Сколько же мы с ним не виделись? Ровно пять месяцев и четыре дня. С самых моих именин, с того мгновения, когда, провожая разъезжавшихся гостей и выйдя за ними в прихожую (он замешкался, задержался у выхода, и мне даже показалось – нарочно, будто хотел хоть мгновение побыть со мной наедине), я подошла к нему близко, как никогда, а он вдруг схватил меня, крепко сжал в объятиях и прижался к губам… От неожиданности я даже потеряла дар речи, а когда опомнилась, его уже и след простыл, только хлопнула дверь и послышались звуки поспешно удаляющихся шагов.

Мне отчего-то и странно, и сладко вспоминать его неловкое бегство. И хочется быть одной, чтоб никто не мешал и не крестил меня ни с того ни с сего, если вдруг я закружусь, запою или просто подпрыгну от радости. А танцевать и прыгать, честно говоря, так и тянет… Ну, так я и ушла после завтрака в сад, с книжкой – новым романом Кнута Гамсуна, который отец привез мне сегодня. Сидела в беседке, пыталась читать, а в мыслях все были глаза Николая, лицо Николая, точеный поворот его головы и горячие, страстные его речи. Нет, он не пустышка, как многие юнцы в его возрасте! И, кажется, я действительно ему нравлюсь…

Потом я ушла из беседки прочь, к реке, на опушку леса. Устроилась у свежескошенной копны, закинула руки за голову и – так было хорошо мне мечтать, так не хотелось думать, страдать, стареть!.. Мне казалось, что это июльское небо, эта молодость и эти чувства в душе будут вечными. Полдень оказался жарким; пчелы кружили над медвяным, свежим покосом, бархатный черно-золотой шмель уселся совсем рядом со мной, и травинка прогнулась под его великолепной тяжестью. Глаза мои закрывались сами собой, я, кажется, уже почти засыпала и так замечталась, что вздрогнула, услышав насмешливое:

– Вот ты где! Родители тебя обыскались. Давно пора обедать, а тебя нет как нет. Погодите, говорю, сейчас приведу вам вашу спящую красавицу…
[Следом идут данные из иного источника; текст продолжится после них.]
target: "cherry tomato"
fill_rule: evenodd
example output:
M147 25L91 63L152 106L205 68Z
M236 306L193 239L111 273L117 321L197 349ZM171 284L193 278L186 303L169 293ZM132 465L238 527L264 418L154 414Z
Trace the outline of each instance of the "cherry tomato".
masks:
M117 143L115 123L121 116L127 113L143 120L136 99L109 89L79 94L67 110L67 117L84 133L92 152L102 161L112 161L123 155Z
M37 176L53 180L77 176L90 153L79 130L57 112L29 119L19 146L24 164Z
Брат стоял передо мной – такой родной, весь знакомый до последней мельчайшей черточки, с озорными глазами и чертовски обаятельной улыбкой. Немудрено, что перед ним не может устоять ни одна знакомая барышня! Я знаю, что и моей любимой подружке, Анечке Лопухиной, брат нравится всерьез, нешуточно. Но, похоже, его самого это волнует совсем мало: он лишь отшучивается на все наши намеки и не торопится открывать свое сердце, которое, судя по всему, уже занято.

– Я так и думал, что ты здесь, на своей опушке. Наверное, думаю, сбежала от всех родственных излияний и совместных деревенских радостей.

– Откуда такое пренебрежение к излияниям и радостям? – Мне было весело шутить с ним, поддевать его своей болтовней и улыбаться ему навстречу. – Только не вздумай сказать, что ты уже успел пресытиться нашим обществом и торопишься теперь назад, к своим пробиркам и опытам.

– К пробиркам не тороплюсь, – согласился брат. – Но вообще по городу уже скучаю. Ты же знаешь, это не для меня: долгие дни, похожие один на другой, неспешные беседы за самоваром…

– И бесконечные мамины расспросы, когда же ты наконец женишься. А и правда, Митя, когда?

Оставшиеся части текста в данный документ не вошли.